Julia Leigh‘s Sleeping Beauty, which just finished showing at the Debussy, is a highly refined, carefully poised erotic mood piece with oodles and oodles of milky nudity. It’s definitely a LexG movie, and I’ll tell you right now I’m kinda sorry I just wrote that. I only know that all through it I was saying, “This thing is candy for guys like LexG…a bag of Halloween candy. But that’s not what you’re supposed to think.”
Emily Browning‘s Lucy is a student who does this and that to make ends meet — high-end prostitution mostly, but she also holds down jobs at a copy shop and a bar/restaurant. And she goes to classes in-between. The film is more or less about Lucy being lost or zoned out in this oddly meandering, downswirl life. She’s not unhappy as much as numb.

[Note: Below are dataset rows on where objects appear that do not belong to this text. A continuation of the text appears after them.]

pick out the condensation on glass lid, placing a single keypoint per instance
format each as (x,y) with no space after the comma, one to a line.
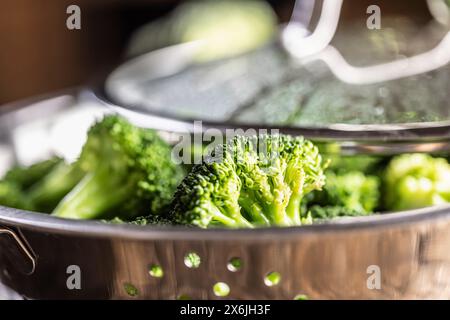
(266,87)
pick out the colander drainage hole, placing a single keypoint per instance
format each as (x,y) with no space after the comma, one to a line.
(156,271)
(235,264)
(221,289)
(131,290)
(272,279)
(192,260)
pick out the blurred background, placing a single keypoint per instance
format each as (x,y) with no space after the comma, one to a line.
(39,54)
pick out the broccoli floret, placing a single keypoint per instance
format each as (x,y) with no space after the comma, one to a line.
(318,212)
(250,182)
(53,187)
(416,181)
(353,191)
(12,196)
(345,164)
(127,172)
(25,177)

I felt numb watching it. It’s obvious that Leigh knows how to deliver those Cannes Film Festival-tailored, high-end cinematic chops in a kind of…I don’t know, a late-Buneulian or Peter Greenaway sort of way. The movie is a class act but most of the time you’re trying to figure out what’s going on exactly. Stop allowing the violations, you’re telling Lucy all through it. But mostly you’re saying to Leigh, “Can this movie get off its arse and do something, please?”
Three or four times I raised my hands in exasperation, hoping that the screen or Leigh or Lucy or whomever/whatever would feel my plight and respond.
I was tempted to use the term “erotic horseshit” in the headline but that’s not really fair. You’d have to call Sleeping Beauty some kind of lost-in-space movie but — but! — it’s very nicely done for whatever that may be worth. Leigh and Browning definitely make you feel the angst and the agony of being used and stuck and flirting with drifting doom. This is a woman without a plan or a dream or anything, really, except for a kind of suppressed revulsion at the stuff she does.
The film does hold your interest because you’re constantly sensing that something is going to happen. And it does, but that “something” is the fact that Sleeping Beauty ends. And that is something.
And with her brave and memorable performance Browning has certainly balanced out the demerits she got for playing Babydoll in Zack Snyder‘s thoroughly contemptible Sucker Punch. Aaron Hillis just tweeted that the film could be called Fucker Punch — good one. The film subjects you to the sight of three old naked guys getting all sick and pervy with Browning, and that, I can tell you, gets very old. Oh, no…here comes another geezer. Please don’t take your clothes off…oh, Jesus, he’s undressing…God. Please don’t show me another withered hairy dick.
But the best moment in the film comes when one of the old guys (I’ll eventually get the actor’s name) delivers a soliloquy about the agony of aging and withering and the falling apart of bones.
At least the film ends with a scream. Maybe Lucy has finally had enough, you’re thinking. Some in the audience shared that resolve, I suspect. I’m not sorry I saw Sleeping Beauty — I’m a better man for it, I think. But I’m not exactly delighted either. Leigh, a novelist, can certainly compose and frame and abbreviate and…well, direct in what anyone would call a highly oblique, dry-as-a-bone manner.